As Miura’s work developed, he also began to go directly to Doré and other, even older Western influences. The Berserk panel below is a reinterpretation of the third panel of the triptych The Garden of Earthly Delights by 16th century Dutch painter Hieronymus Bosch. For those unfamiliar with this master of the weird, Bosch’s unique hellscapes capture the surreal and playful side of the dark mythology of medieval christianity. His cast of demons, not dissimilar to the yōkai of Japanese folklore, are part carnivalesque celebration and part terrifying vision of eternal damnation. Miura’s desire to engage with such a reference shows the complex world that hides in plain sight within the bloody pulp of Berserk. Guts is a centerpoint in this rich network of references, tormented by demons in a facsimile of Michelangelo’s Saint Anthony in one panel, then posing like Rutger Hauer in Salute of the Jugger (1989) in another.
Kentaro Miura, Panel from Berserk Manga, 1989-1992
For the Dark Souls series, Berserk isn’t just an influence, it is a mirror image. The world of the Souls games may not have the same pulpy feel as Miura’s work, but it possesses the same appetite for rich historical influences recombined into new and powerful images. The visual sophistication of the Souls games doesn’t only come from the talent of its artists or the clarity of their vision, it comes from a willingness to seek inspiration from every source—not just games and pop culture with their readily accessible fantasy tropes. It’s hard to think of another game series that so readily quotes the masters of its art; confidently repurposing the weighty aesthetics and themes of gothic romanticism and yet still maintaining a taste for the weird and the comedic, for parody and perversity. The resulting tapestry only gains from the mixing of Doré’s damned and Kuniyoshi’s demons, Friedrich’s trees and Miura’s swords. And through this process, the Souls games have settled themselves into a tradition that will outlive them.
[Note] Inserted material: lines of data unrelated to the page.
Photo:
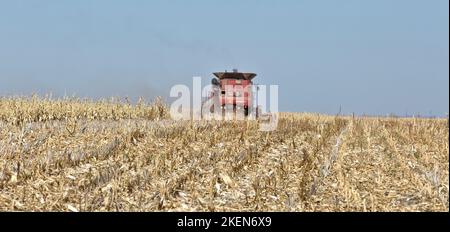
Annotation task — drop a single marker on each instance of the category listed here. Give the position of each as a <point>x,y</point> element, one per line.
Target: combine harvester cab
<point>234,92</point>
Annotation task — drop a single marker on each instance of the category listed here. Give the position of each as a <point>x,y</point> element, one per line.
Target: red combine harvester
<point>233,91</point>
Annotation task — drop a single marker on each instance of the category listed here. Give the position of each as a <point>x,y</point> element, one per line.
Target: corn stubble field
<point>80,155</point>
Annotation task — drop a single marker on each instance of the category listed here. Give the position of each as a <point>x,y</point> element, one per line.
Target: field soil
<point>72,155</point>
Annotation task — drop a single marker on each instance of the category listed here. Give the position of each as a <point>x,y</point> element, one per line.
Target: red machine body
<point>235,88</point>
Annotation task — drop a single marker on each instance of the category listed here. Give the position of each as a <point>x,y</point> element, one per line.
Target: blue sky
<point>366,56</point>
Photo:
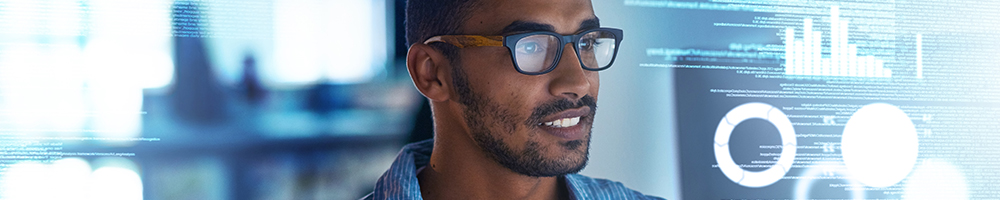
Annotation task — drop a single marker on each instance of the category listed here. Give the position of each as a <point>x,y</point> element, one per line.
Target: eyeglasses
<point>539,52</point>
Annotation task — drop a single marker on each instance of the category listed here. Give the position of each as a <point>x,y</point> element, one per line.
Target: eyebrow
<point>526,26</point>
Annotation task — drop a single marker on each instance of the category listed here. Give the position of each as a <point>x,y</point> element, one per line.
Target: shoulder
<point>584,187</point>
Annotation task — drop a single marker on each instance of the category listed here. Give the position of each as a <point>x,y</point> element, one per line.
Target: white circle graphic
<point>879,145</point>
<point>750,111</point>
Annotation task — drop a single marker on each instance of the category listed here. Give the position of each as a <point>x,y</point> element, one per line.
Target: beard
<point>488,121</point>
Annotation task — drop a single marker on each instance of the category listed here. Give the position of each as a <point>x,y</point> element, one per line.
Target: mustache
<point>560,105</point>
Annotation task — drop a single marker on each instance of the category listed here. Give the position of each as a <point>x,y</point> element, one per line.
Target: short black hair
<point>429,18</point>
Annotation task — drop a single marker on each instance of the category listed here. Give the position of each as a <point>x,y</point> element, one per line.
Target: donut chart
<point>742,113</point>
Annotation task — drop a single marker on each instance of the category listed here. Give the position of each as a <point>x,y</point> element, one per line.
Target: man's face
<point>536,125</point>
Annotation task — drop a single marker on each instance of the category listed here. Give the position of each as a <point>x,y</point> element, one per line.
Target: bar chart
<point>805,56</point>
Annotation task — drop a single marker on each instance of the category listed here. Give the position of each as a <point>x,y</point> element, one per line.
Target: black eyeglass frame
<point>510,42</point>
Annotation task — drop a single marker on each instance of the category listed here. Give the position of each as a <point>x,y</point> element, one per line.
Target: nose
<point>569,78</point>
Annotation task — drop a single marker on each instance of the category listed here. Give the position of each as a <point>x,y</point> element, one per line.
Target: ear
<point>428,71</point>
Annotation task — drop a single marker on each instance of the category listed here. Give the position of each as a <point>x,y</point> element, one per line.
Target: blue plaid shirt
<point>400,181</point>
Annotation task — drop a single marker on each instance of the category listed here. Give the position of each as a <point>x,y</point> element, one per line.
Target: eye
<point>588,43</point>
<point>530,48</point>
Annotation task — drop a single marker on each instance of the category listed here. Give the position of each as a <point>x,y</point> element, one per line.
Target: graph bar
<point>852,60</point>
<point>790,54</point>
<point>835,40</point>
<point>806,57</point>
<point>845,48</point>
<point>920,56</point>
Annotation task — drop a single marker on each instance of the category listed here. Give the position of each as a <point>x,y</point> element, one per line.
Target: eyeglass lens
<point>536,53</point>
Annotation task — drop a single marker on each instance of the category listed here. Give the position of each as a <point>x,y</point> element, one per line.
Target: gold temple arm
<point>462,41</point>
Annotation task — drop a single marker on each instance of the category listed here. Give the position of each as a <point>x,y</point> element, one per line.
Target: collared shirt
<point>400,181</point>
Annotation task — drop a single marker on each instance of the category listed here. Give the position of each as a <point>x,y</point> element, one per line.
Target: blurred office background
<point>253,99</point>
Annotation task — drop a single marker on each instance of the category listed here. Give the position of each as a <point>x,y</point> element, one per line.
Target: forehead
<point>492,16</point>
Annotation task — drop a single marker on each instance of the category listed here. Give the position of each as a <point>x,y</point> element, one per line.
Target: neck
<point>458,169</point>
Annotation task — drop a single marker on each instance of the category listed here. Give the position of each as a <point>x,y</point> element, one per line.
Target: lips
<point>569,124</point>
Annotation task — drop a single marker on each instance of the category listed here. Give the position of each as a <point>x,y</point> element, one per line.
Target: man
<point>513,89</point>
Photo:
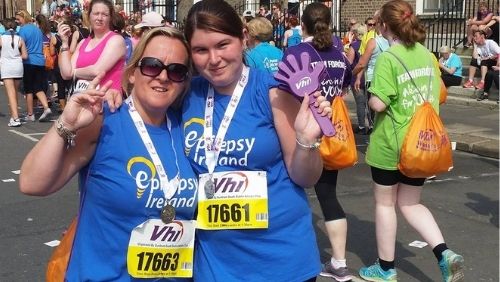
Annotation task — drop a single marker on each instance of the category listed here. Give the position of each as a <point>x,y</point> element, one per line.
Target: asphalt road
<point>464,202</point>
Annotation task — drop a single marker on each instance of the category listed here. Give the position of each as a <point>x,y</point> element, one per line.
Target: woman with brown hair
<point>404,75</point>
<point>35,76</point>
<point>275,159</point>
<point>138,187</point>
<point>12,53</point>
<point>103,51</point>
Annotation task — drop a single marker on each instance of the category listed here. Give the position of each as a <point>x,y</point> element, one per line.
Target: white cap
<point>151,19</point>
<point>249,13</point>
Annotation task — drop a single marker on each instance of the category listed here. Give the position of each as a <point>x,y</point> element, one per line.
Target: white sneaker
<point>14,122</point>
<point>45,115</point>
<point>27,118</point>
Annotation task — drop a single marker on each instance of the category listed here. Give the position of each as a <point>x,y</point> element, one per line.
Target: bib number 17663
<point>157,261</point>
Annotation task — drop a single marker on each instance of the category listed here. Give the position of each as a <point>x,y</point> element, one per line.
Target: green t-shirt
<point>392,84</point>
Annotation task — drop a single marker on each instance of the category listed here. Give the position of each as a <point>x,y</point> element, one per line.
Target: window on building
<point>433,6</point>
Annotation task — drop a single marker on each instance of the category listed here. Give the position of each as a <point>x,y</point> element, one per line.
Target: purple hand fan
<point>304,80</point>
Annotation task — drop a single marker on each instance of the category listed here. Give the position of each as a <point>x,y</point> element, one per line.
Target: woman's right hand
<point>82,108</point>
<point>64,31</point>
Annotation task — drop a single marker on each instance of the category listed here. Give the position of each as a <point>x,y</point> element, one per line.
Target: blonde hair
<point>359,29</point>
<point>446,49</point>
<point>169,32</point>
<point>261,29</point>
<point>26,15</point>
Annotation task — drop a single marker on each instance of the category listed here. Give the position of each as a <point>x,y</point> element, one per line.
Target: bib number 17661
<point>225,212</point>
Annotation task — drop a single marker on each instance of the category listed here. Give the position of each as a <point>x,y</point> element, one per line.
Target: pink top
<point>88,58</point>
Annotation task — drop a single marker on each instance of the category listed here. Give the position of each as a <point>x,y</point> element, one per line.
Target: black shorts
<point>34,79</point>
<point>392,177</point>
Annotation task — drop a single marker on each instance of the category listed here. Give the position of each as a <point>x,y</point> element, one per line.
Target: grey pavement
<point>473,133</point>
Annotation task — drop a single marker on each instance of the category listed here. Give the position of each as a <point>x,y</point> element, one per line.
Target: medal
<point>167,214</point>
<point>209,189</point>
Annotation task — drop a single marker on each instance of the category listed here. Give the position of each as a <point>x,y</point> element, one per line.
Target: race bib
<point>80,86</point>
<point>159,250</point>
<point>233,200</point>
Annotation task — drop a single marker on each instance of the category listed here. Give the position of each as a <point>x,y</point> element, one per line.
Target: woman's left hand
<point>306,127</point>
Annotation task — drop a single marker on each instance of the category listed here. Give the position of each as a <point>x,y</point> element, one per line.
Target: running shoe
<point>45,115</point>
<point>14,122</point>
<point>468,84</point>
<point>27,118</point>
<point>482,97</point>
<point>452,266</point>
<point>339,274</point>
<point>376,273</point>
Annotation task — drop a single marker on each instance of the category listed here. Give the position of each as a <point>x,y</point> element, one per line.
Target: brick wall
<point>361,9</point>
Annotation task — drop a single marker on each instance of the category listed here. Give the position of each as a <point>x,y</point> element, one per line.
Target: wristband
<point>313,146</point>
<point>65,133</point>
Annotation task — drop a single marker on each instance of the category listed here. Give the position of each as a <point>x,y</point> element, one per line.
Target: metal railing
<point>280,24</point>
<point>448,25</point>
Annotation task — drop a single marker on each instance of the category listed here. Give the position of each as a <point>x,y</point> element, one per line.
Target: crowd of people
<point>150,115</point>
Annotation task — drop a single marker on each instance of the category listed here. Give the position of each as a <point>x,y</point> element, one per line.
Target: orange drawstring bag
<point>58,263</point>
<point>339,151</point>
<point>426,149</point>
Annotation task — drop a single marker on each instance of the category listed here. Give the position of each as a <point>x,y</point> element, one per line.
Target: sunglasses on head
<point>152,67</point>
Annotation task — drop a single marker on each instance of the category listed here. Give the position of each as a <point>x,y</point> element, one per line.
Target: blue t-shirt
<point>33,38</point>
<point>295,38</point>
<point>264,56</point>
<point>120,193</point>
<point>287,250</point>
<point>454,62</point>
<point>338,71</point>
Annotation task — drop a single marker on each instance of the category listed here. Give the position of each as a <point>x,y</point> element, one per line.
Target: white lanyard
<point>168,187</point>
<point>212,147</point>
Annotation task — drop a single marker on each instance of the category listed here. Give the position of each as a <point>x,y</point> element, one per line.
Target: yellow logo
<point>139,177</point>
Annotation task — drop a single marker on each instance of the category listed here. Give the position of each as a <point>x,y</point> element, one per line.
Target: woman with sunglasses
<point>138,191</point>
<point>254,148</point>
<point>103,51</point>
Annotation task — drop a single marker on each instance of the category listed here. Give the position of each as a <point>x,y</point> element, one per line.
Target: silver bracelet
<point>65,133</point>
<point>313,146</point>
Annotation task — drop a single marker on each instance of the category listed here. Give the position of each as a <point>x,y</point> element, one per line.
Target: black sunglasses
<point>152,67</point>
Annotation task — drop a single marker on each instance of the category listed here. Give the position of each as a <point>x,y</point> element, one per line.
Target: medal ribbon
<point>168,187</point>
<point>212,147</point>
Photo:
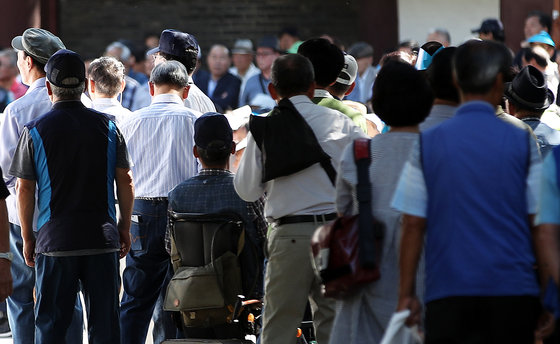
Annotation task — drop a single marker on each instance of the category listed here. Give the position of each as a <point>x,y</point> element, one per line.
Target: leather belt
<point>286,220</point>
<point>156,199</point>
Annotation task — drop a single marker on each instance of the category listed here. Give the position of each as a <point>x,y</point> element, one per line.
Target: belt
<point>156,199</point>
<point>286,220</point>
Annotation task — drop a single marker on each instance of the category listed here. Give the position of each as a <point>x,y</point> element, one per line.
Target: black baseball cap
<point>65,69</point>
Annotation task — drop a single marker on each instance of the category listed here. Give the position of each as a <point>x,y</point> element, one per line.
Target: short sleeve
<point>123,158</point>
<point>23,161</point>
<point>411,196</point>
<point>548,210</point>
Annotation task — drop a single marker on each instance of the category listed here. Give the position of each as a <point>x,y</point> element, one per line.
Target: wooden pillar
<point>379,25</point>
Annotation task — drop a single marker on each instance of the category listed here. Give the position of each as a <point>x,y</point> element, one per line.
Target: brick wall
<point>89,26</point>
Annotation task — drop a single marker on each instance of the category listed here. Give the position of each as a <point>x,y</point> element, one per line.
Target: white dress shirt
<point>160,140</point>
<point>307,192</point>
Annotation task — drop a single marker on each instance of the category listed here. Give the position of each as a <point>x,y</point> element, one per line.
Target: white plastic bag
<point>398,333</point>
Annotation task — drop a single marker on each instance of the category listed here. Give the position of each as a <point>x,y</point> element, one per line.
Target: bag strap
<point>363,190</point>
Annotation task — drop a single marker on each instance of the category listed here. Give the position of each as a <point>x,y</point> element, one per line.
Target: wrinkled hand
<point>125,244</point>
<point>29,252</point>
<point>5,279</point>
<point>545,325</point>
<point>413,304</point>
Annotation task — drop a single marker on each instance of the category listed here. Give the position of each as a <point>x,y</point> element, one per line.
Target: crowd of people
<point>464,172</point>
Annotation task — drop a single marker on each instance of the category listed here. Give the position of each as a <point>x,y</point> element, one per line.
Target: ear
<point>350,89</point>
<point>272,91</point>
<point>186,92</point>
<point>49,89</point>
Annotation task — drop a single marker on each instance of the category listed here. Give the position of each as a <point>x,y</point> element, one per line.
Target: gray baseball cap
<point>38,43</point>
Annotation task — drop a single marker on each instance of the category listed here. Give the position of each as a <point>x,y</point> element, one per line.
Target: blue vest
<point>75,159</point>
<point>478,238</point>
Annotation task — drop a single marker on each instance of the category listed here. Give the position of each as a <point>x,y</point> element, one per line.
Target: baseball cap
<point>242,46</point>
<point>65,69</point>
<point>348,73</point>
<point>212,126</point>
<point>542,37</point>
<point>38,43</point>
<point>175,43</point>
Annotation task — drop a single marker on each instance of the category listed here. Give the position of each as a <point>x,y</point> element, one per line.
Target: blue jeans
<point>20,304</point>
<point>146,276</point>
<point>58,279</point>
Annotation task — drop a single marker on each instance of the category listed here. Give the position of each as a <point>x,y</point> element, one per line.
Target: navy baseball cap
<point>175,43</point>
<point>212,126</point>
<point>65,69</point>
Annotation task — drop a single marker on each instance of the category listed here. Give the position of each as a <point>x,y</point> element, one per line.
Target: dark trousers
<point>482,320</point>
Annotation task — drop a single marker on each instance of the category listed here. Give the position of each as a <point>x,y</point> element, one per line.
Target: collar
<point>321,93</point>
<point>476,106</point>
<point>167,98</point>
<point>213,172</point>
<point>64,104</point>
<point>106,102</point>
<point>37,84</point>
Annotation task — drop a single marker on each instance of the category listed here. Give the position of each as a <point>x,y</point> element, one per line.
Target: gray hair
<point>125,51</point>
<point>171,73</point>
<point>108,74</point>
<point>73,93</point>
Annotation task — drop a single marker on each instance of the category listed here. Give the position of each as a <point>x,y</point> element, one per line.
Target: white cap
<point>348,73</point>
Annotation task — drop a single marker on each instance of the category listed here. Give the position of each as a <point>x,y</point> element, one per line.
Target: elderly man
<point>180,46</point>
<point>34,48</point>
<point>217,83</point>
<point>256,91</point>
<point>78,240</point>
<point>158,167</point>
<point>299,199</point>
<point>106,81</point>
<point>481,284</point>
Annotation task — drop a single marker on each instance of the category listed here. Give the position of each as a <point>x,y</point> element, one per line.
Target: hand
<point>411,303</point>
<point>5,279</point>
<point>125,244</point>
<point>545,325</point>
<point>29,252</point>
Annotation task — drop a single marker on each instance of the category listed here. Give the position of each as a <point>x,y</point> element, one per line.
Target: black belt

Kuniyoshi and Doré may have been working in the dying days of their respective forms, but they were also laying the groundwork for what would come next. Ukiyo-e lived on in the birth of manga; illustration in the invention of the graphic novel. The separation of these two masters, at opposite ends of the Earth, has been slowly eroded over decades of fantastic art and fantastic artists, those who saw only connections, and sought to pursue them to their end. It wouldn’t be an exaggeration to think of the world of Dark Souls as a realization of the promise of those two distant greats, and many others between. The hellish congregation of Louis Boulanger’s satanic mass, Kawanabe Kyōsai’s demonic visions of bloody slaughter, the dungeon-like imaginary prisons of Giovanni Piranesi, even the apocalyptic landscapes of John Martin. Traces of all can be found in the DNA of Dark Souls. Not as a single strand, stretching back into the past, but as a vast network, a root system of imagination and inspiration and a desire to pursue the macabre wherever it leads. As Dark Souls 3 suggests, one day this will all be history, stone carvings of another age, and when that happens it will be Souls games that will be seen to have carried the torch, lighting a new path deep into the enticing dark that surrounds us.